I’m not sure why it was deprecated. Perhaps @pdeffebach can comment.

The motivation for deprecating `skipmissings` is mostly Base devs not wanting to have `cor(sx, sy)` work. Base devs didn’t want to define a method for `cor(iter1, iter2)` since it isn’t guaranteed that the indices match if `iter1` and `iter2` don’t have indices (meaning they aren’t arrays).

So `skipmissings` wasn’t able to really solve the problem it set out to solve. At least, not without `collect`.

But we wanted to release a 1.0 version of Missings.jl. So we deprecated it hoping to make a better feature in the future.

Ideally, the upcoming `spreadmissings` will supersede `skipmissings` for most use-cases. Once that is merged, we can decide if we should remove `skipmissings` or not.

1 Like

Do you mean that it isn’t guaranteed that `iter1` and `iter2` have the same length? Because `cor` could just branch on the `Base.IteratorSize` trait, and throw an error for `SizeUnknown` and `IsInfinite`.

Yet another solution, this time with TableTransforms.jl:

``````# named tuple is a table
(; x, w) |> DropMissing()
``````

The `DropMissing` works like the DataFrames.jl one, but works with any Tables.jl table, and has powerful column selection syntax in case you don’t know the name of the variables in advance.

1 Like

No, it’s not just the length. It was about whether the nth element of `iter1` really can be matched with the nth element of `iter2`.

And additionally, the implementations of `skipmissing` and `skipmissings` don’t allow for `length` and give `SizeUnknown`, since all it does is `iterate` and doesn’t actually keep track of where the `missing` values are.

I don’t understand this argument. Is the argument that vectors are ordered and iterators are not ordered? Of course there are some types for which the order of iteration is undefined, like sets and dictionaries, but most types have a well-defined order of iteration (including vectors). It seems natural to identify the n-th element of `iter1` with the n-th element of `iter2`. I don’t see how that’s any different from identifying the n-th element of a vector `x` with the n-th element of a vector `y`. What am I missing?

If I understand Peter correctly it’s about the problematic example in the OP:

``````x = [1, 2, missing, 3]
y = [4, 5, 6, missing]
mean(collect(skipmissing(x)), weights(collect(skipmissing(y)))) # cumbersome syntax is not robust and does not give the intended results in this case
``````

Where we’d want to compute `cor([1,2], [4,5])` not `cor([1,2,3], [4,5,6])`.

See discussion here

`cor(skipmissing(x), skipmissing(y))` is obviously wrong.

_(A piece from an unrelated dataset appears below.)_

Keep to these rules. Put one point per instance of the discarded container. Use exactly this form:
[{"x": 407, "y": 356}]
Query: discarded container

But Statistics.jl can’t distinguish between `cor(skipmissings(x, y)...)` and `cor(skipmissing(x), skipmissing(y))`. So without being able to enforce this, base devs prefer `cor` work on an iterator of pairs. I pointed out that `skipmissings` is, in general, more useful as a tuple of iterators rather than an iterator of tuples, so I would prefer to allow `cor(sx, sy)`.

There’s also the issue that the dispatching behavior of `cor` is pretty complicated, and without an “iterator” type, deciding `cor(::Any)` or `cor(::Any, ::Any)` is a big deal.

I’ve read that comment before, but it’s not very enlightening. (In fact, the assertion “iterators don’t in general have a strong guarantee over their ordering” is worrying. Does that mean I cannot rely on `1:2` to iterate `1` first and then `2`? The docstring for `UnitRange` makes no mention of iteration order…)

It’s not hard to use the existing `cor` in an invalid way. For example,

``````using Random
cor(x, shuffle(y))
``````

I’m onboard with that change. Unfortunately it would require releasing version 2.0 of the Statistics standard library, which probably won’t happen anytime soon.

One note about iterator of pairs, though,

``````cor(X)
``````

returns a 2x2 matrix when `X` is an `Nx2` matrix. You get ones along the diagonal and the `x-y` correlations on the off-diagonal entries.

Returning something similar for a iterator of length-2 tuples would be very annoying, especially as a replacement for `cor(x, y)`, which currently returns a single float value. I’m worried people would want matrix behavior when the obvious use-case (for me) is to return a scalar.